Revision as of 17:06, 9 November 2010

Planning the update of the middleware/development test bed

There is a number of tasks involved in bringing the testbed to where we like to be. We also need to agree on a timeframe in which we like to see these things accomplished.

inventory of current services

This section should list the current services we run and use on the testbeds. For each service, we should explain what we should like to do with it (keep, drop, change?).


Data plan for precious data

Precious means anything that took effort to put together, but nothing that lives in version control elsewhere. Think home directories, system configurations, pre-generated ssh host keys, X509 host certs, etc.

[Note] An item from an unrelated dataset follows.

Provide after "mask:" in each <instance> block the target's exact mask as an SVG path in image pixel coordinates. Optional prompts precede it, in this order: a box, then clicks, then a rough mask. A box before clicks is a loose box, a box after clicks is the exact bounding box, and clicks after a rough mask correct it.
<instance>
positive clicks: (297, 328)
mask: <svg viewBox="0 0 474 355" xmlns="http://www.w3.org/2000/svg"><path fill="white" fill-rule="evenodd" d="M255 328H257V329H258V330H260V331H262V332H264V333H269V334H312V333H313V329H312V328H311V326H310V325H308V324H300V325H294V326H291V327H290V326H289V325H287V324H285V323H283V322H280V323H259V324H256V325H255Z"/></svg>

One idea is to put all of this on a box that is not involved in regular experimentation and messing about, and have backup arranged from this box to beerput. After this is arranged we begin to migrate precious data from all the other machines here, leaving the boxen in a state that we don't get sweaty palms over scratching and reinstalling them.

Hardware inventory

Perhaps this should be done first. Knowing what hardware we have is prerequisite to making sensible choices about what we try to run where.

name Serial No type chipset #cores mem OS disk remarks
bleek CQ9NK2J PE1950 Intel 5150 @2.66GHz 4 8GB CentOS4-64 software raid1 2×500GB disks High Availability, dual power supply
toom DC8QG3J PE1950 Intel E5440 @2.83GHz 8 16GB CentOS5-64 Hardware raid1 2×715GB disks
kudde CC8QG3J PE1950 Intel E5440 @2.83GHz 8 16GB CentOS5-64 Hardware raid1 2×715GB disks
span FP1BL3J P2950 Intel E5440 @2.83GHz 8 24GB CentOS5-64 Hardware raid10 on 4×470GB disks (950GB net) DHCP,DNS,NFS,LDAP
ent Mac Mini Intel Core Duo @1.66GHz 2 2GB OS X 10.6 SATA 80GB OS X virtual machines using Parallels

Network plan

All of the machines should be put in the P4CTB VLAN (vlan 2), which is covered by ACLs to prevent public access. This is a first line in defence against intrusions. In some cases we may like to run virtual machines in the open/experimental network (vlan 8); for that the trick is to create a second bridge with a tagged ethernet device in vlan 8: see /etc/sysconfig/network-scripts/ifcfg-eth0.8

VLAN=yes
DEVICE=eth0.8
BOOTPROTO=static
ONBOOT=yes
TYPE=Ethernet
IPV6INIT=no
IPV4INIT=no

Then: ifup eth0.8 and

brctl addbr broe
brctl addif broe eth0.8

Unfortunately, the IPV6INIT=no doesn't help, it gets an IPv6 address anyway. This bridge can then be used to add virtual network devices for machines that live in open/experimental.

LDAP migration

We're going to ditch our own directory service (it served us well, may it rest in peace) in favour of the central Nikhef service. This means changing user ids in some (all?) cases which should be done preferable in a single swell foop.